Towards Efficient and Accessible Systems for Distributed Machine Learning

The Hong Kong University of Science and Technology
Department of Computer Science and Engineering


PhD Thesis Defence


Title: "Towards Efficient and Accessible Systems for Distributed Machine 
Learning"

By

Mr. Kaiqiang XU


Abstract:

The increasing scale of modern machine learning (ML) models has created 
immense demand for computational resources. ML computing for AI involves 
highly distributed, parallelized workloads with intricate patterns while 
presenting challenges in resource management across distributed 
environments. Efficiently managing and executing these workloads using 
existing computing abstractions and mechanisms presents significant 
challenges to underlying systems.

This thesis addresses these challenges by designing a comprehensive system 
to optimize ML workloads, built upon an infrastructure for GPU clusters. 
This infrastructure provides efficient resource allocation and scheduling in 
multi-tenant environments, serving as a foundation for enhanced scalability, 
usability, and resource utilization.

Building on this foundation, three complementary systems are introduced: a 
carbon- efficient scheduler that aligns ML workloads with low-carbon energy 
periods, reducing environmental impact while maintaining performance; a 
compiler framework that optimizes distributed data processing for ML 
applications by simplifying development and minimizing communication 
overhead; and a scalable system for graph neural network training that 
introduces hybrid parallelism, locality-aware partitioning, and multi- level 
pipelines to enable efficient processing of billion-edge graphs.
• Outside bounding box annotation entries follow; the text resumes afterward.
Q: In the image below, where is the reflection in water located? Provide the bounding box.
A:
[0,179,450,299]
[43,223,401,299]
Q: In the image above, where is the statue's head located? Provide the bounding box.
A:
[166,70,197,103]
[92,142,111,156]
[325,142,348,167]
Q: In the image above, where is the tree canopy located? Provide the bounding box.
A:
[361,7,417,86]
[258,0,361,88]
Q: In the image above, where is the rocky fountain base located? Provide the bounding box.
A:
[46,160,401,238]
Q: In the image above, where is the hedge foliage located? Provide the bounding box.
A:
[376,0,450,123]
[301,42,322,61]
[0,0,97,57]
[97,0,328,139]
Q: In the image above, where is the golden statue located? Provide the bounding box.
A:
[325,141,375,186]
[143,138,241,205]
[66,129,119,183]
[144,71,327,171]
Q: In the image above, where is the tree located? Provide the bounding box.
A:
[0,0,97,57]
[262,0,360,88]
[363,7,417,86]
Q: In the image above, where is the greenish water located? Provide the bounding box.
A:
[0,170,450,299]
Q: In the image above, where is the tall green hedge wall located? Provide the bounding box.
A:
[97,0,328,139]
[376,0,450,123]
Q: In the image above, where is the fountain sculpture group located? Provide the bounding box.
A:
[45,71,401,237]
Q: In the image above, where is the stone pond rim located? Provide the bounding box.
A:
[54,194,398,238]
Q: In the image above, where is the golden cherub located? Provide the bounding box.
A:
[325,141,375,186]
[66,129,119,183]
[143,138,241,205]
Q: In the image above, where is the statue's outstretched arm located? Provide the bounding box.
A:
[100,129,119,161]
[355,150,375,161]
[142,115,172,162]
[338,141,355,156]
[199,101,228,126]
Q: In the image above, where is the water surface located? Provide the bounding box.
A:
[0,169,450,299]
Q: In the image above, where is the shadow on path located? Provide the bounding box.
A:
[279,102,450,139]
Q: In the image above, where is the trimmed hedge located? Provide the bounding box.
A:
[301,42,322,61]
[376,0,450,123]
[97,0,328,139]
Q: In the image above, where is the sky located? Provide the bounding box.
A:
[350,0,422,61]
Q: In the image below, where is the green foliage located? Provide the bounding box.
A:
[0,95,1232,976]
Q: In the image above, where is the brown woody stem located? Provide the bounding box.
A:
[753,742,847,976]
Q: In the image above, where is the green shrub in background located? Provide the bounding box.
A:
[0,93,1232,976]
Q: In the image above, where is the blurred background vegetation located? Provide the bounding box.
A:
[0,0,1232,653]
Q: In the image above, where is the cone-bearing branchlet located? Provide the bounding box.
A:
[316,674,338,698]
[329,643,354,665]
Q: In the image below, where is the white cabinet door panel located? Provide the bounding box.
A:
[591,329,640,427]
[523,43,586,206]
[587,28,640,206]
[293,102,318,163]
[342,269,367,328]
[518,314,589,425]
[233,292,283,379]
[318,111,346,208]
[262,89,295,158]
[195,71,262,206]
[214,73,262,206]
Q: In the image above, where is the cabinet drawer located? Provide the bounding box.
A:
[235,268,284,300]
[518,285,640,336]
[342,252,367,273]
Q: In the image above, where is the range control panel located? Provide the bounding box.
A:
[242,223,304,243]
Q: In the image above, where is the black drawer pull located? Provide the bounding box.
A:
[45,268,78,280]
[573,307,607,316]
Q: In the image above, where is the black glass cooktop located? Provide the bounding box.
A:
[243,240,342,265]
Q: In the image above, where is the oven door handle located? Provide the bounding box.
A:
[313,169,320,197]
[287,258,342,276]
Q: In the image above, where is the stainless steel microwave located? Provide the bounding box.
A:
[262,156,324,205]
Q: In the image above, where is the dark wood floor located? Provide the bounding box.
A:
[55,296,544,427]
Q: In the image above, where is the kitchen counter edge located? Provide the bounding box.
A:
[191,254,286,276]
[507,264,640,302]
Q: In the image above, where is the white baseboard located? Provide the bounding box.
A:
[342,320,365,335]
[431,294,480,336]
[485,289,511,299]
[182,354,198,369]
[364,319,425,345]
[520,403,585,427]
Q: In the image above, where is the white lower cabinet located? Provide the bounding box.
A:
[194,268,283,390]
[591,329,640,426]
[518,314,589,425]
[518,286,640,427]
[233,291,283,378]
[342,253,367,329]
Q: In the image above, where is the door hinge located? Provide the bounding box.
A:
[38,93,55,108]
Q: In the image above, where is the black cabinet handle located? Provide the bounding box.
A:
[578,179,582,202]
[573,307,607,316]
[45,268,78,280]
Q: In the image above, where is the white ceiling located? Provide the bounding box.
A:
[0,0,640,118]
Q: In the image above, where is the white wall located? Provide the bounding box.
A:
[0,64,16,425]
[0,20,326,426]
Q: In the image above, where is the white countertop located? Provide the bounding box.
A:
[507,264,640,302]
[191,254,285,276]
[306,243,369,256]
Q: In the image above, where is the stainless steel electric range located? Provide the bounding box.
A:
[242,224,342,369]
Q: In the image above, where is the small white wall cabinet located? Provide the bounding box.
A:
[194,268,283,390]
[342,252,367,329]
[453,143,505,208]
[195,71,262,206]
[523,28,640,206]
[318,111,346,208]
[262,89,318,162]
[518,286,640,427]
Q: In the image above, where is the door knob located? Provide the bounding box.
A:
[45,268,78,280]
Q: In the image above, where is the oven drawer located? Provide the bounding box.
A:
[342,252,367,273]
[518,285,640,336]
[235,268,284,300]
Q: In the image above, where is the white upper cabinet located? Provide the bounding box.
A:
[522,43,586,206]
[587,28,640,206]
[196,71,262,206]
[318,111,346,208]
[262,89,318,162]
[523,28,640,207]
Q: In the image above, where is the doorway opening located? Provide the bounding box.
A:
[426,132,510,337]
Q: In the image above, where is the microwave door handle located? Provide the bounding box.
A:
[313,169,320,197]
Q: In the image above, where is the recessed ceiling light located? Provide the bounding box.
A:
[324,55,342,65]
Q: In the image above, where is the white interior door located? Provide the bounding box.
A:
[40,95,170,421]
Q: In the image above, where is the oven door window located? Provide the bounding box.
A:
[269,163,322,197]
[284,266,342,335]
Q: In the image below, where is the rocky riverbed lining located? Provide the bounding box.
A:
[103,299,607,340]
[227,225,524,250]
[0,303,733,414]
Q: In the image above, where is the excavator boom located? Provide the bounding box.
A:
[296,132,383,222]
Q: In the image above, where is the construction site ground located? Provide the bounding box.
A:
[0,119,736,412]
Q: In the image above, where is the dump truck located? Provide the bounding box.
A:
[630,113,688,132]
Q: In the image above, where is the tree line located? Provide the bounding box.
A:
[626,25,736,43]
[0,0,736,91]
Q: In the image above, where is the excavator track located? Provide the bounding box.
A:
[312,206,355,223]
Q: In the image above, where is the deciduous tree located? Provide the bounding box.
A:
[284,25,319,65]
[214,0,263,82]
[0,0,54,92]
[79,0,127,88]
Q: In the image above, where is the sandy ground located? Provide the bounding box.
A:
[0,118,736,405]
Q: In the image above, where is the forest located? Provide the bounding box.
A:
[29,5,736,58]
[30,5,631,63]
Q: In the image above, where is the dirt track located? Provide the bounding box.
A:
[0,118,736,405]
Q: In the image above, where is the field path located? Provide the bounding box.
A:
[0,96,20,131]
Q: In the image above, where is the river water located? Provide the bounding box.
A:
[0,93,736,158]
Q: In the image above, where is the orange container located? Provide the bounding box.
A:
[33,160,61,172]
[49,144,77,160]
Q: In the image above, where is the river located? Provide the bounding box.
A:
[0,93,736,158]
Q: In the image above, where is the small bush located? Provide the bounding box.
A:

Together, these contributions improve the performance, sustainability, and 
scalability of ML systems, addressing critical infrastructure gaps and 
advancing the state of the art in ML system design. This work provides the 
foundation for meeting the demands of next- generation AI applications in 
research and industry.


Date:                   Friday, 1 August 2025

Time:                   2:00pm - 4:00pm

Venue:                  Room 3494
                        Lifts 25/26

Chairman:               Prof. Minhua SHAO (CBE)

Committee Members:      Prof. Kai CHEN (Supervisor)
                        Prof. Gary CHAN
                        Prof. Song GUO
                        Dr. Jun ZHANG (ECE)
                        Prof. Cong WANG (CityU)